What about this? We tend to only think about the clinician's side of things. You have had a much broader engagement, knowing the importance of the patient side of AI data analytics and data capture. Obviously, not every patient wants to be empowered or wants all their data. But what should be our best position going forward to help promote that?

Neinstein: It's a great question, Eric. I think several things need to happen, and a lot of them are in the policy realm. One important thing that has been made even more important by the Supreme Court's unfortunate Dobbs decision are protections around privacy. People are quite familiar with HIPAA, but I believe there's a false assumption that all health data are protected by HIPAA, and that, unfortunately, is untrue. A lot of data out there in the consumer world are not protected by HIPAA. So I believe comprehensive privacy reform is an important part of this story.

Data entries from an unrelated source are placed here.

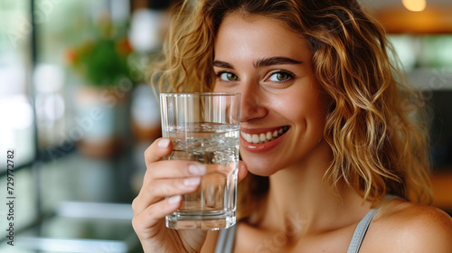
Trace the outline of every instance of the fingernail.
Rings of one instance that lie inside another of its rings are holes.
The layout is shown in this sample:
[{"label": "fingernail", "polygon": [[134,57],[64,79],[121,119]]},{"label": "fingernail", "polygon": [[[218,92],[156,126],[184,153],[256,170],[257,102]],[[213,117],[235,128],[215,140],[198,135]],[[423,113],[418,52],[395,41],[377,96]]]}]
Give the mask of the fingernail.
[{"label": "fingernail", "polygon": [[169,142],[170,140],[169,139],[161,139],[159,142],[158,142],[158,147],[167,147],[169,145]]},{"label": "fingernail", "polygon": [[188,166],[188,172],[194,175],[203,175],[205,174],[205,165],[203,164],[190,164]]},{"label": "fingernail", "polygon": [[174,205],[174,204],[177,204],[181,201],[181,195],[175,195],[175,196],[173,196],[173,197],[170,197],[168,198],[168,203],[170,205]]},{"label": "fingernail", "polygon": [[201,183],[201,177],[189,177],[184,180],[184,185],[193,186],[198,185]]}]

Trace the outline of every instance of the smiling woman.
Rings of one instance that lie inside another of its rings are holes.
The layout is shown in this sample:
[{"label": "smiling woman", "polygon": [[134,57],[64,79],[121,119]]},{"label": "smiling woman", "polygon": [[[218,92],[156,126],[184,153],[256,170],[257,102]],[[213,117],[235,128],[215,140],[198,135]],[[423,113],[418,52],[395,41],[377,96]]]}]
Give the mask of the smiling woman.
[{"label": "smiling woman", "polygon": [[423,205],[420,98],[397,81],[383,29],[355,1],[189,3],[152,84],[241,93],[239,222],[220,235],[165,228],[197,188],[179,186],[190,164],[161,161],[172,145],[157,140],[133,204],[146,251],[452,250],[452,220]]}]

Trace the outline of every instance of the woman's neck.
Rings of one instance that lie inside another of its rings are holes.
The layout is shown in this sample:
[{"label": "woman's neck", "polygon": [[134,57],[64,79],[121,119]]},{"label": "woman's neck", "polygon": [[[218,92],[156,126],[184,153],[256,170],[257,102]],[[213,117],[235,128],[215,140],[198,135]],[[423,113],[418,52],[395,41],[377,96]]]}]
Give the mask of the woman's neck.
[{"label": "woman's neck", "polygon": [[338,193],[326,184],[324,175],[331,151],[327,145],[319,148],[323,150],[309,159],[269,177],[259,227],[303,236],[343,228],[369,211],[370,203],[363,205],[356,192]]}]

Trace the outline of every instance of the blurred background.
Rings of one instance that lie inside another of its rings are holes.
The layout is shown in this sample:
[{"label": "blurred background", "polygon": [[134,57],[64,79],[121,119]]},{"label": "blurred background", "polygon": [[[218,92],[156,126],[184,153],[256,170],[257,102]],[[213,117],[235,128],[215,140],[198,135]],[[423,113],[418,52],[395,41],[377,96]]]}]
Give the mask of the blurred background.
[{"label": "blurred background", "polygon": [[[142,252],[130,203],[161,131],[146,70],[174,1],[0,0],[0,252]],[[432,108],[434,205],[452,213],[452,3],[361,2]]]}]

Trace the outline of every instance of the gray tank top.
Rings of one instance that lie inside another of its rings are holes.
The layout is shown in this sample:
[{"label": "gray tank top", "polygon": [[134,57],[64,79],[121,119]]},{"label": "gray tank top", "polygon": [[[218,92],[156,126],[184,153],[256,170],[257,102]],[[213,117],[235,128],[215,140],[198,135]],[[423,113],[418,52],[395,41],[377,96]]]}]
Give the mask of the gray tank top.
[{"label": "gray tank top", "polygon": [[[353,237],[348,247],[347,253],[358,253],[361,248],[361,244],[364,239],[364,236],[367,232],[367,229],[371,224],[371,221],[377,212],[378,209],[371,210],[363,220],[361,220],[358,226],[354,230]],[[232,226],[227,230],[222,230],[220,231],[220,235],[217,239],[217,246],[215,248],[215,253],[232,253],[234,248],[235,240],[235,231],[236,226]]]}]

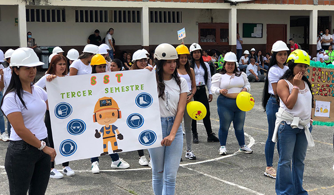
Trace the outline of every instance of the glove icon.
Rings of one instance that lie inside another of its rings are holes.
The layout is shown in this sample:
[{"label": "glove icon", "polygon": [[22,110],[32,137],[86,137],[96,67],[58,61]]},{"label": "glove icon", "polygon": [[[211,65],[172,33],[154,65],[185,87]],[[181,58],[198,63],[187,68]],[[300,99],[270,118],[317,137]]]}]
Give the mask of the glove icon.
[{"label": "glove icon", "polygon": [[101,134],[99,132],[99,131],[97,129],[95,129],[95,138],[101,138]]},{"label": "glove icon", "polygon": [[117,135],[117,139],[119,139],[120,140],[123,140],[123,135],[122,134],[120,133],[120,134]]}]

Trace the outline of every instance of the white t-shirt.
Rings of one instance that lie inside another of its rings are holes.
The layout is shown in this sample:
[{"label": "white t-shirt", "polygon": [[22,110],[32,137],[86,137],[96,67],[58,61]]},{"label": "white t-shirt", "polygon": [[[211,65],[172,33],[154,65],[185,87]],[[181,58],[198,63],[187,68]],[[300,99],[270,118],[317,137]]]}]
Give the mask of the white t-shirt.
[{"label": "white t-shirt", "polygon": [[188,85],[185,80],[180,77],[180,80],[181,89],[174,79],[169,81],[164,81],[164,100],[161,97],[159,98],[160,117],[175,116],[180,100],[180,94],[189,92]]},{"label": "white t-shirt", "polygon": [[108,46],[109,46],[109,49],[110,50],[113,49],[113,47],[110,45],[108,40],[111,40],[112,44],[113,43],[113,37],[112,36],[112,35],[109,33],[107,34],[107,35],[105,35],[105,44],[107,44]]},{"label": "white t-shirt", "polygon": [[69,66],[69,68],[74,68],[78,70],[77,75],[91,74],[91,66],[90,65],[86,66],[81,62],[80,59],[74,61]]},{"label": "white t-shirt", "polygon": [[268,81],[269,82],[268,84],[268,93],[274,95],[274,90],[272,89],[272,83],[277,83],[277,82],[280,81],[280,78],[284,74],[285,71],[289,69],[289,67],[286,66],[283,66],[283,69],[280,68],[277,64],[273,65],[271,68],[269,69],[269,71],[268,72]]},{"label": "white t-shirt", "polygon": [[[326,36],[326,34],[323,34],[322,35],[322,38],[324,39],[324,40],[325,41],[328,41],[330,40],[331,38],[332,38],[331,36],[331,34],[328,34],[328,36]],[[330,45],[330,43],[324,43],[323,42],[322,45]]]},{"label": "white t-shirt", "polygon": [[219,73],[212,76],[211,91],[216,95],[220,94],[219,90],[221,89],[227,89],[228,93],[240,93],[243,88],[246,88],[248,92],[250,91],[250,84],[247,75],[244,72],[241,72],[239,76]]},{"label": "white t-shirt", "polygon": [[324,54],[323,53],[319,53],[319,55],[317,55],[317,61],[321,62],[321,61],[320,61],[321,58],[322,59],[323,61],[324,60]]},{"label": "white t-shirt", "polygon": [[242,60],[244,60],[244,63],[246,64],[248,64],[248,57],[246,57],[246,59],[245,58],[245,55],[243,55],[241,56],[240,58],[240,60],[239,61],[239,65],[243,65],[243,62],[241,61]]},{"label": "white t-shirt", "polygon": [[246,73],[247,76],[249,76],[250,74],[252,74],[249,71],[249,70],[253,70],[253,71],[255,73],[256,76],[258,75],[257,74],[257,66],[255,65],[255,64],[253,65],[252,64],[249,64],[248,66],[247,66],[247,69],[246,70]]},{"label": "white t-shirt", "polygon": [[[25,126],[41,140],[48,136],[44,123],[44,114],[46,111],[45,101],[48,97],[46,92],[39,86],[33,85],[31,90],[32,93],[23,91],[22,94],[22,99],[27,108],[20,101],[17,95],[11,92],[4,98],[1,109],[6,116],[13,112],[21,112]],[[9,140],[22,140],[16,134],[15,129],[11,131]]]}]

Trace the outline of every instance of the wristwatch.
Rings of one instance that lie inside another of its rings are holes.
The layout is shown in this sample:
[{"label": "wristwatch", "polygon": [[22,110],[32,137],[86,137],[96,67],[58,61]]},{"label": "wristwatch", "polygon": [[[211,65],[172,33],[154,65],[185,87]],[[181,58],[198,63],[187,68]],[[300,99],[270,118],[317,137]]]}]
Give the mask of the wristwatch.
[{"label": "wristwatch", "polygon": [[46,143],[45,143],[45,142],[44,142],[44,141],[41,141],[41,147],[38,149],[40,150],[42,150],[44,148],[44,147],[45,147],[45,146],[46,146]]}]

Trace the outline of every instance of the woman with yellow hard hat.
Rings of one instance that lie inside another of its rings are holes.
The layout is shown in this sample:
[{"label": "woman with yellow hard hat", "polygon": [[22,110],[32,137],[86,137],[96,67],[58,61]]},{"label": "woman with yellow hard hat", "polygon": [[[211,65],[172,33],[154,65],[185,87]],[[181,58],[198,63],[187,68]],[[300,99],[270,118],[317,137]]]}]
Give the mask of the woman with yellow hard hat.
[{"label": "woman with yellow hard hat", "polygon": [[[184,45],[180,45],[176,47],[176,51],[178,55],[178,59],[176,60],[176,67],[179,76],[185,79],[188,85],[190,92],[188,93],[187,103],[193,100],[194,94],[196,93],[196,81],[195,79],[195,72],[194,69],[190,67],[189,63],[189,49]],[[185,132],[185,140],[187,141],[187,151],[185,158],[189,160],[196,160],[196,156],[191,151],[192,145],[192,131],[191,123],[192,119],[185,111],[183,114],[183,121],[184,122],[184,131]]]},{"label": "woman with yellow hard hat", "polygon": [[289,69],[277,82],[276,89],[280,98],[272,137],[273,142],[280,144],[276,193],[307,194],[303,188],[304,160],[308,145],[314,145],[310,133],[313,97],[310,82],[304,75],[310,59],[306,52],[297,49],[290,54],[287,63]]}]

I'm encouraged to see that it tends to be a bipartisan issue. There are some proposed policies coming through various congresspeople, so I think in the next couple of years we will get to privacy reform around consumer data, and that will be important for health data.

Another important part of this story is interoperability policy through Health and Human Services and the Office of the National Coordinator and other agencies. We passed the 21st Century Cures Act in 2016. The core message of 21st Century Cures was that all patients, all people in the United States, should be allowed to access their health information without any special effort. That is making huge differences in people being able to access information from their electronic health records.

But as you were implying, what we think of as health data — coming out of the electronic health record — are the labs you have done: the radiology and imaging studies, x-rays, and MRIs. But health data is much larger than that.

It's the data that are coming from your Apple watch or your Fitbit. It's the genomics data you obtain. It's your continuous glucose monitoring data. Those other data sources are growing in size and importance. And just as the privacy policies don't really cover those data, neither do our interoperability policies in a very robust way.

I believe we need a more systemic re-envisioning of what the scope of healthcare means, because we need to draw much broader borders and boundaries around what healthcare is and that it is occurring in the home and on a continuous basis for people who are using devices. All these different policies and technologies we're building need to apply not just in the hospital setting and not just in the acute care setting, but also in the home and outside our walls if we're really going to be successful.

Topol: I couldn't agree with you more. Just to wrap up, I know that you graduated medical school 28 years after me at University of Southern California, and so you are a next-generation leader of digital health and what will be just called "medicine and health" and forget the "digital" eventually. We're counting on you, Aaron, to keep up this great work.

I have such a tremendous regard for you. Getting your thoughts today has been so helpful to provide some anchoring on the concerns as well as the excitement we can look forward to.

Thanks so much for being with us. Let's get on to healing, and let's get away from all this burden of keyboards, and papers, and authorizations, and all that hullabaloo.

Neinstein: Thank you, Eric. Great to be with you.